At 03:56 p.m. 03/31/99 -0500, Ann Navarro wrote:
>At 12:12 PM 3/31/99 -0800, Kynn Bartlett wrote:
>>:( Me too...often time the statistics that people are provided with
>>are deceptive and VASTLY UNDERCOUNT people with disabilities and
>>other folks.

>Perhaps you could expand on *how* such filtered statistics can undercount
>those individuals?

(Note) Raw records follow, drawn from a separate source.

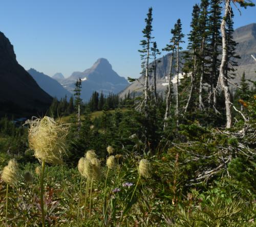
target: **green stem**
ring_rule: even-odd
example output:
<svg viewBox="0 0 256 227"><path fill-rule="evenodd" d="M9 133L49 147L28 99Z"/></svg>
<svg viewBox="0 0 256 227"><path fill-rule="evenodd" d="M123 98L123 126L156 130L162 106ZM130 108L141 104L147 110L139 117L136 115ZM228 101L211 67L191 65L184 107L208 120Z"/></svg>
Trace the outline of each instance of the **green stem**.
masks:
<svg viewBox="0 0 256 227"><path fill-rule="evenodd" d="M81 176L81 180L80 181L80 190L79 190L79 198L78 200L78 208L77 209L77 223L79 224L79 210L80 210L80 200L81 199L81 188L82 187L82 177Z"/></svg>
<svg viewBox="0 0 256 227"><path fill-rule="evenodd" d="M106 180L108 180L108 176L109 175L109 171L110 169L108 168L108 171L106 172L106 180L105 181L105 188L104 189L104 198L105 198L105 197L106 196Z"/></svg>
<svg viewBox="0 0 256 227"><path fill-rule="evenodd" d="M138 181L137 181L136 185L135 186L135 187L134 188L134 190L133 190L133 194L132 195L132 197L131 197L131 199L130 200L130 201L132 201L132 199L133 199L133 195L134 194L134 193L135 192L135 190L136 190L137 187L138 186L138 185L139 184L139 182L140 181L140 174L139 175L139 178L138 179Z"/></svg>
<svg viewBox="0 0 256 227"><path fill-rule="evenodd" d="M92 203L92 191L93 189L93 178L92 178L92 182L91 183L91 192L90 193L90 208L89 208L90 217L91 217L91 205Z"/></svg>
<svg viewBox="0 0 256 227"><path fill-rule="evenodd" d="M5 211L5 227L7 226L7 208L8 206L8 184L6 188L6 207Z"/></svg>
<svg viewBox="0 0 256 227"><path fill-rule="evenodd" d="M86 202L87 197L88 197L88 178L86 180L86 201L84 203L84 219L86 219Z"/></svg>
<svg viewBox="0 0 256 227"><path fill-rule="evenodd" d="M42 171L41 173L41 178L40 179L40 185L41 187L41 194L40 198L41 200L41 210L42 212L42 226L45 227L45 209L44 208L44 175L45 174L45 162L42 161Z"/></svg>

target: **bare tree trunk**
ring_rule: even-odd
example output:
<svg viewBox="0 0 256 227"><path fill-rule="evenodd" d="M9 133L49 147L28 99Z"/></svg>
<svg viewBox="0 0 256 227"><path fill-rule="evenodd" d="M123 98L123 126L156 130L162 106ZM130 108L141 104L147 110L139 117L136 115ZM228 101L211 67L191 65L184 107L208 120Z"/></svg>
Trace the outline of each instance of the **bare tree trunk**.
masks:
<svg viewBox="0 0 256 227"><path fill-rule="evenodd" d="M201 75L200 80L199 87L199 109L202 110L204 109L204 105L203 102L203 79L204 73L204 44L205 42L205 38L204 37L202 41L201 47L201 57L202 58L202 65L201 66Z"/></svg>
<svg viewBox="0 0 256 227"><path fill-rule="evenodd" d="M170 112L170 107L172 100L172 69L173 68L173 59L174 57L174 52L172 54L170 60L170 71L169 74L169 84L168 85L168 93L166 95L166 108L165 109L165 114L164 114L163 129L165 129L167 126L167 120Z"/></svg>
<svg viewBox="0 0 256 227"><path fill-rule="evenodd" d="M195 87L195 82L196 78L196 73L197 73L197 56L195 54L195 49L194 50L194 66L193 66L193 71L191 73L191 87L190 91L189 92L189 96L188 96L188 99L187 99L187 104L186 105L186 107L185 107L185 113L186 113L187 109L190 105L190 102L192 98L192 94L194 90Z"/></svg>
<svg viewBox="0 0 256 227"><path fill-rule="evenodd" d="M156 105L157 99L157 61L156 56L155 56L155 68L154 69L154 91L155 93L155 104Z"/></svg>
<svg viewBox="0 0 256 227"><path fill-rule="evenodd" d="M150 60L150 40L147 39L147 43L148 43L147 49L146 63L146 72L145 76L145 91L144 91L144 99L145 102L145 115L146 117L148 114L148 63Z"/></svg>
<svg viewBox="0 0 256 227"><path fill-rule="evenodd" d="M224 91L225 104L226 106L226 117L227 123L226 128L230 129L231 125L231 114L230 110L230 94L228 89L227 78L225 76L225 66L227 64L227 43L226 40L226 20L230 12L230 0L225 0L225 15L222 19L221 26L221 35L222 36L222 58L220 69L220 82Z"/></svg>
<svg viewBox="0 0 256 227"><path fill-rule="evenodd" d="M81 118L80 117L80 103L78 104L78 132L81 129Z"/></svg>
<svg viewBox="0 0 256 227"><path fill-rule="evenodd" d="M176 115L177 118L177 125L179 125L179 108L180 107L180 98L179 97L179 48L180 43L178 42L177 46L177 56L176 56L176 74L177 74L177 84L176 84Z"/></svg>

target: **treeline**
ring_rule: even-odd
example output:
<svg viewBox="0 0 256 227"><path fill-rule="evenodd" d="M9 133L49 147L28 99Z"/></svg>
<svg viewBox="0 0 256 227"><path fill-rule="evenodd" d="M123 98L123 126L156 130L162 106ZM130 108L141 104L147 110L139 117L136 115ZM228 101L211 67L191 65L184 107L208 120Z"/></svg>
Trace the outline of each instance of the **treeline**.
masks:
<svg viewBox="0 0 256 227"><path fill-rule="evenodd" d="M123 98L119 97L118 94L110 93L108 96L104 96L101 92L99 94L95 91L93 93L88 102L80 100L80 108L81 114L85 110L90 110L91 112L114 110L117 108L131 107L134 104L134 95L132 96L130 92L125 95ZM62 98L59 101L55 97L48 111L48 115L54 117L61 116L67 116L77 112L77 98L75 99L71 96L68 100L67 96Z"/></svg>

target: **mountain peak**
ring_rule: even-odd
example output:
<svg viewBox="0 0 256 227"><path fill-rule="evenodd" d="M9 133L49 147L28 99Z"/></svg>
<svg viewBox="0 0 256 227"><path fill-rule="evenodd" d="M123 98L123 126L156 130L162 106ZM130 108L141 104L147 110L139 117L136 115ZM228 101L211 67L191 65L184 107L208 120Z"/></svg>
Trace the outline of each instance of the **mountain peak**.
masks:
<svg viewBox="0 0 256 227"><path fill-rule="evenodd" d="M112 69L112 66L105 58L99 58L91 68L91 69L107 70Z"/></svg>

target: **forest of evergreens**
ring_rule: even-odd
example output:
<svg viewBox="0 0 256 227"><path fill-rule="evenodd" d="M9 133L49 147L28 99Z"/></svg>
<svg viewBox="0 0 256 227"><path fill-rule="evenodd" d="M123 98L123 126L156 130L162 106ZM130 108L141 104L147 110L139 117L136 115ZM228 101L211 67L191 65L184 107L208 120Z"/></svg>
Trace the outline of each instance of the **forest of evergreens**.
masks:
<svg viewBox="0 0 256 227"><path fill-rule="evenodd" d="M42 119L1 118L0 226L255 226L256 82L244 73L230 83L232 9L253 5L202 0L186 51L178 19L162 49L171 56L163 94L150 8L139 96L95 91L84 102L78 80Z"/></svg>

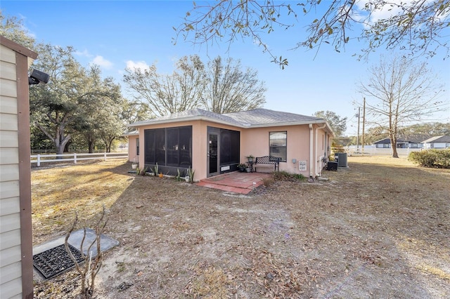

The mechanism that returns such a result isn't
>necessarily apparent to some developers. 

Hi, Ann, thanks for asking.  I'm going to send this reply both to
this list (hwg-stylesheets) and hwg-theory; followups should go to
hwg-theory as it's not really about stylesheets anymore.  For sub
info, see http://www.hwg.org/lists/hwg-theory/

The reason that agent logs vastly undercount the disabled and other
people who might not be using images is because of how the typical
user agent log is implemented.  On most every system, the default
operation is as follows:

* A request comes in from a browser, for a file.

* The web server records one entry in the access log per file
  requested.  This includes the address of the remote machine (with
  the web browser on it), and the name of the file.

* The web server also records -- if agent logs are turned on --
  the value of the "user agent string" provided by the browser,
  as part of the HTTP header.  Usually this will be Mozilla 3.0
  or 4.0 (compatible; "something something"), if it's not just
  Mozilla (Netscape) itself.

The problem comes from the fact that one line is recorded per FILE,
and it is NOT stored with the name of the file being accessed.
Let's look at the implications of this.

Let's say you have a web site with 3 frames.  In the left frame
there are 6 images (a navigation bar); in the upper right frame
there is one image (a banner); and in the lower right, big frame
you have your content, which includes 4 other pictures.  You have
one stylesheet for the navigation bar and a separate one for the
content window, but not one for the simple banner window.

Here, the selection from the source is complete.